Architecture Diagram
AWS Services
- Amazon Bedrock: We used Amazon Bedrock as a foundational framework for building and deploying AI-powered applications. It also ensures AI models’ reliability, scalability, and performance and facilitates seamless integration with other AWS services.
- Amazon Bedrock Claude-2: Our experts used Bedrock Claude-2 as the core language model for the chatbot to ensure it generates contextually relevant responses to user queries. It helps understand nuances in user queries and provides accurate information.
- Amazon Titan: We used Amazon Titan to enhance the chatbot’s semantic understanding and generate more context-aware responses. It also helps the chatbot understand the intent behind user queries, leading to accurate and relevant responses.
- Amazon S3: We used Amazon S3 to provide a scalable and secure storage solution for vital chatbot data such as FAQ databases and training data.

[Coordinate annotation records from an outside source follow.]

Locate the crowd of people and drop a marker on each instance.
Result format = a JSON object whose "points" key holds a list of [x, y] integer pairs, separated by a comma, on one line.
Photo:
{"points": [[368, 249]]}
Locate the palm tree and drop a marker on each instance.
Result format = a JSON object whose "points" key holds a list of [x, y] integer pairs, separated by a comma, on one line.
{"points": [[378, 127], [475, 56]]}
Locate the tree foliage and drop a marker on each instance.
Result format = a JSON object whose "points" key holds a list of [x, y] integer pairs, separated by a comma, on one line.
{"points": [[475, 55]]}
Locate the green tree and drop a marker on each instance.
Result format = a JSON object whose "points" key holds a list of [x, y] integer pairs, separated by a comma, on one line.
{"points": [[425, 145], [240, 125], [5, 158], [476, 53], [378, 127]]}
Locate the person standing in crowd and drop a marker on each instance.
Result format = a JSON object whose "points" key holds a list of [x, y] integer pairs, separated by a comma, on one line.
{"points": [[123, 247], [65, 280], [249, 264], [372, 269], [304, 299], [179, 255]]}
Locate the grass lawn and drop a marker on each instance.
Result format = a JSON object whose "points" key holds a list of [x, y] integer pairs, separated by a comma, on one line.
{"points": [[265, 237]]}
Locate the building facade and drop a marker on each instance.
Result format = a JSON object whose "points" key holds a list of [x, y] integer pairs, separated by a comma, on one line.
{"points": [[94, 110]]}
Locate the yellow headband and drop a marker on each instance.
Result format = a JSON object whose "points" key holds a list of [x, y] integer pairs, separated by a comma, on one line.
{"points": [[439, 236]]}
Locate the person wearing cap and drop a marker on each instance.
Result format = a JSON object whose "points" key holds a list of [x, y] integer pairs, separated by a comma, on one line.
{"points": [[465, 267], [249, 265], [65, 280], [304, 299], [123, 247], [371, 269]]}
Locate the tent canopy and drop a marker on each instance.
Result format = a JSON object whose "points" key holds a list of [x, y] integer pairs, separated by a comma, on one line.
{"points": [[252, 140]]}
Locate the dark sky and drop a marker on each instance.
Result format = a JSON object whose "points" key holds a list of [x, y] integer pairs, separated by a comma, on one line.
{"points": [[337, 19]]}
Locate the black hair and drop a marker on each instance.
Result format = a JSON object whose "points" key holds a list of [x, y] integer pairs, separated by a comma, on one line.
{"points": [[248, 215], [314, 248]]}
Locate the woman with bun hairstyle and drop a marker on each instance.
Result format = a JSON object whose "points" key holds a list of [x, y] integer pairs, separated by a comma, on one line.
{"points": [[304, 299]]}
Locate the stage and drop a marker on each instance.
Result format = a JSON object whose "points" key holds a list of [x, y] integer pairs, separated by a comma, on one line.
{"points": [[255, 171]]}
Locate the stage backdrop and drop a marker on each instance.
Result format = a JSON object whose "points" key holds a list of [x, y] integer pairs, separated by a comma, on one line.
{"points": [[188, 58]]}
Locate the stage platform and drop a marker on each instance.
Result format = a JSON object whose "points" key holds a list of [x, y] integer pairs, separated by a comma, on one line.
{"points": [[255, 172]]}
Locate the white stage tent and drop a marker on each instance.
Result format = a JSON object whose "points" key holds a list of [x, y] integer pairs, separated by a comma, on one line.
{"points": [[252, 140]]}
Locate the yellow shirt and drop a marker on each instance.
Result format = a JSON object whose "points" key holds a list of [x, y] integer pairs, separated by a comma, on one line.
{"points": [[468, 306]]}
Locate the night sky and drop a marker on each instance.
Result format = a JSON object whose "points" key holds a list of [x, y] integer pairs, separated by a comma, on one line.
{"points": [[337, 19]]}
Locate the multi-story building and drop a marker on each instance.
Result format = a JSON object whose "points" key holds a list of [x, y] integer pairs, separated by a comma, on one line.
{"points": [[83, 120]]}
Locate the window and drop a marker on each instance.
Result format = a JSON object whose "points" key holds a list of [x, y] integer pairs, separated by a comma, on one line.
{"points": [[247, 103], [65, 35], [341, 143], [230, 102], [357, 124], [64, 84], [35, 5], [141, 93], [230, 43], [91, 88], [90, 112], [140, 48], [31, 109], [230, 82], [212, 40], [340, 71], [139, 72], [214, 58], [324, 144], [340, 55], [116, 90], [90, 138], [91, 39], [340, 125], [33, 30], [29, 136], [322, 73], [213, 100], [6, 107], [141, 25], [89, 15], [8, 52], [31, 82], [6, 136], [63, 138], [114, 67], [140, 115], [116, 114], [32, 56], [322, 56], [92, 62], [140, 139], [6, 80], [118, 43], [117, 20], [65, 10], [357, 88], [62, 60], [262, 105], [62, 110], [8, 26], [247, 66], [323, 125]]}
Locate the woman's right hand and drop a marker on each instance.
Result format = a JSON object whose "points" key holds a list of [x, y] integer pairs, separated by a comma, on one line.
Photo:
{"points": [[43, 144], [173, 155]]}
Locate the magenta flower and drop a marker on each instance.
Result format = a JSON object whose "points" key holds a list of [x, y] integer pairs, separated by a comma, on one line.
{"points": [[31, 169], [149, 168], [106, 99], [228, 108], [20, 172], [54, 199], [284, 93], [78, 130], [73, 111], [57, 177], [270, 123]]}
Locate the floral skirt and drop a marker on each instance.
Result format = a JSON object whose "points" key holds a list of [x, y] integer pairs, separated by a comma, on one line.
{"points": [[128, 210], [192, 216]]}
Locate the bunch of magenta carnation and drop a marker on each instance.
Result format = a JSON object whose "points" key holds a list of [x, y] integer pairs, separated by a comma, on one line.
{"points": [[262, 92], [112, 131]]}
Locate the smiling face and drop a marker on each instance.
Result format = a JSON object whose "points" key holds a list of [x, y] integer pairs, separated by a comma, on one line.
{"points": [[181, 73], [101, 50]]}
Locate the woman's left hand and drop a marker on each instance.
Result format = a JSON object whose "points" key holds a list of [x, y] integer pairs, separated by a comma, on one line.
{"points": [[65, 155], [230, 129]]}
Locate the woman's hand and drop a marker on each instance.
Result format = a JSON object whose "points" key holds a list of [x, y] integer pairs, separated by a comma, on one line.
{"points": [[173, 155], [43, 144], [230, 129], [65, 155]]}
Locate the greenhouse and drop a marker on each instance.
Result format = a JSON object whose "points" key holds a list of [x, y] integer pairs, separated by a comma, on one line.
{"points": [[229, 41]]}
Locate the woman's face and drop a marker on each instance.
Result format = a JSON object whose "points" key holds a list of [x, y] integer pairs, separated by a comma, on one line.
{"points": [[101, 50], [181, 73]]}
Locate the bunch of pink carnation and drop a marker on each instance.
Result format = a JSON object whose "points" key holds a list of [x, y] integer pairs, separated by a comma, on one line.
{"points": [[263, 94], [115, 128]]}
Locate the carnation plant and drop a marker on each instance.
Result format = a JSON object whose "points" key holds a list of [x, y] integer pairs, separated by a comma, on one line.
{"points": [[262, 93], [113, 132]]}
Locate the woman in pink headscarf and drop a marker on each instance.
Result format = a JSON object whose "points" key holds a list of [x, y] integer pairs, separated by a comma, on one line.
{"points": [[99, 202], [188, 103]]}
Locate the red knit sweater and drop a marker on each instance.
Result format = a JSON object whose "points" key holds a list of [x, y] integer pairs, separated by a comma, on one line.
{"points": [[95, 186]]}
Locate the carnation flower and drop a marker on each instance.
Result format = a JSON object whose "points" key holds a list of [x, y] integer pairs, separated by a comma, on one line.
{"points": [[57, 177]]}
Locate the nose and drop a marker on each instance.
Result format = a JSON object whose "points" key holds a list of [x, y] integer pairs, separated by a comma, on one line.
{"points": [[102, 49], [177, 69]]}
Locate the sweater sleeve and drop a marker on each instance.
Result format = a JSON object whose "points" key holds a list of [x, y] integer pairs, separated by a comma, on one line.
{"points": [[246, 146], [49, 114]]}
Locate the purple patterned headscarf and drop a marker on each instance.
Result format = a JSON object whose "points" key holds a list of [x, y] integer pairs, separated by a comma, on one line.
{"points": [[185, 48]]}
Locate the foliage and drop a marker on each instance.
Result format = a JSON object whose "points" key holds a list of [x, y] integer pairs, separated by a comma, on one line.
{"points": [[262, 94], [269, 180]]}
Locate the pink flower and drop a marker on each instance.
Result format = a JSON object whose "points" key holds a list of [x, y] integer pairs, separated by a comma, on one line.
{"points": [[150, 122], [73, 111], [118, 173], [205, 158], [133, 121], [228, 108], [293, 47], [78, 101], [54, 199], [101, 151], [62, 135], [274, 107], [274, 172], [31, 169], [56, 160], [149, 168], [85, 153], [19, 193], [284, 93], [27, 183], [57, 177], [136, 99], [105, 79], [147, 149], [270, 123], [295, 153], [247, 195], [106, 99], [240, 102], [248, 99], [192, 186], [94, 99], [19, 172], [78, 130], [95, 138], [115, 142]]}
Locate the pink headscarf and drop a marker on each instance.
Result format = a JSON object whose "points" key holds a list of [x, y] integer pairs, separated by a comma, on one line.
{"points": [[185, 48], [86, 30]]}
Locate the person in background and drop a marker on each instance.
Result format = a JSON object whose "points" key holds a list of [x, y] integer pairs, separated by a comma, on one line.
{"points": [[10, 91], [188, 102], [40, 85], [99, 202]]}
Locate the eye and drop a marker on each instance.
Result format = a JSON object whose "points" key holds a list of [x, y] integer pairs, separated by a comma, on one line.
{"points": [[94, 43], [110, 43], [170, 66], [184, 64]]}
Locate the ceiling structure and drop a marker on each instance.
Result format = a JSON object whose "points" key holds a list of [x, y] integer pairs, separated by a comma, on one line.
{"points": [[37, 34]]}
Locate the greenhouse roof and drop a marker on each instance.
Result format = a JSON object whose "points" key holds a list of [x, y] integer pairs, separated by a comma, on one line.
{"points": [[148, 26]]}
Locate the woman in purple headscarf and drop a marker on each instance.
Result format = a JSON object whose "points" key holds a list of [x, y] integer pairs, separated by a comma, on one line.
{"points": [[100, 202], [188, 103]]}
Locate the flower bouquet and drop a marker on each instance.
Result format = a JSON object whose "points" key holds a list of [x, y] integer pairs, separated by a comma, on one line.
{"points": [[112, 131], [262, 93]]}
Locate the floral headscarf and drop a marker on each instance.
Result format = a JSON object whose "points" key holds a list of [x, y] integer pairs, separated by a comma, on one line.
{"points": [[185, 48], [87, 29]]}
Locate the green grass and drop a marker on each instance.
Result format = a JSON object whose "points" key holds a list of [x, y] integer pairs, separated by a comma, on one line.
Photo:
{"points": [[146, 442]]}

- Amazon OpenSearch: Our developers used Amazon OpenSearch to deploy and manage large language models like Claude-2 easily. We also used OpenSearch to enable real-time user interaction and provide timely and accurate responses to users.
- Amazon EC2: Our AWS experts used EC2 to host the chatbot app and provide computing power to process user queries and generate relevant responses.
- AWS Fargate: We used AWS Fargate to run and deploy the chatbot application as a container to ensure scalability and efficiency in resource allocation.
- Amazon ECS: Our developers used Amazon ECS to manage and scale containerized components of the AI-powered chatbot ecosystem.
- Amazon RDS (PostgreSQL): We used RDS to store structured data related to a chatbot, such as user queries, interactions, logs, and feedback, to improve performance.